Le communiqué de l'agence de l'ONU sur l'énergie nucléaire a été diffusé peu de temps après qu'un général iranien eut prévenu qu'il attaquerait préventivement tout État qui menacerait l'Iran.
Ces annonces successives illustrent la détermination de l'Iran, qui n'a pas l'intention de courber l'échine face aux demandes répétées pour dissiper les doutes quant à ses activités nucléaires, et ce, malgré les sanctions internationales croissantes imposées en raison de son refus pour trouver un terrain d'entente.
Alors que l'AIEA a été incapable de faire fléchir l'Iran trois semaines seulement après la fin des négociations, les espoirs que l'agence puisse aboutir à quoi que ce soit avaient été réduits à néant, avant même qu'elle ne publie son communiqué.
Tandis que les experts de l'AIEA terminaient une visite de deux jours dans la République islamique, des représentants du pays avaient tenté de dresser un portrait positif du processus. Le porte-parole du ministère des Affaires étrangères, Ramin Mehmanparast, avait soutenu devant des journalistes que la « collaboration avec l'agence se poursuit et est à son meilleur niveau ».
L'AIEA emploie toutefois des termes beaucoup plus durs dans son communiqué, blâmant clairement Téhéran pour l'absence de progrès. « Nous nous sommes présentés avec un état d'esprit constructif, mais aucune entente n'a été conclue », a déploré le chef de l'AIEA, Yukiya Amano.
L'Iran se défend
Plus tôt en journée mardi, Ramin Mehmanparast avait soutenu que les experts de l'agence onusienne n'avaient pas l'intention de visiter les installations nucléaires du pays. Il avait précisé qu'ils auraient seulement des discussions avec des dirigeants à Téhéran.
Ces propos avaient soulevé des doutes sur la marge de manoeuvre de l'équipe de l'AIEA dans ses efforts visant à faire la lumière sur le controversé programme nucléaire iranien.
Ramin Mehmanparast avait affirmé que la délégation de l'AIEA était constituée d'experts, et non d'inspecteurs. Il avait ajouté que l'équipe aurait des discussions mardi à Téhéran afin de préparer le terrain pour une future coopération entre l'Iran et l'agence. Selon lui, cette coopération est à son « meilleur » niveau.
« C'est une délégation d'experts. Le but de la visite, ce n'est pas l'inspection. Le but, c'est de négocier sur la coopération entre l'Iran et l'agence et de fixer un cadre pour la poursuite des discussions », a-t-il dit.
Pourtant, lundi, la radio officielle iranienne avait affirmé que l'équipe de l'AIEA, qui venait d'arriver, avait demandé à visiter le complexe militaire de Parchin. Mais les autorités iraniennes ont interdit aux représentants d'accéder au site.

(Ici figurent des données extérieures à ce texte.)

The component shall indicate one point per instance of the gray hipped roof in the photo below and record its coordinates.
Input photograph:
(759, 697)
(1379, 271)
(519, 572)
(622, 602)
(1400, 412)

Ce complexe est soupçonné d'abriter des installations souterraines secrètes utilisées pour le programme nucléaire iranien, ce que le régime dément.
Ce séjour raté n'est que le dernier d'une série d'indices laissant croire que Téhéran est déterminé à résister aux pressions de la communauté internationale face à son programme nucléaire. Les sanctions contre le pays se sont toutefois accumulées, et les États-Unis et Israël ont prévenu qu'une action militaire de représailles était envisagée si les démarches diplomatiques échouaient.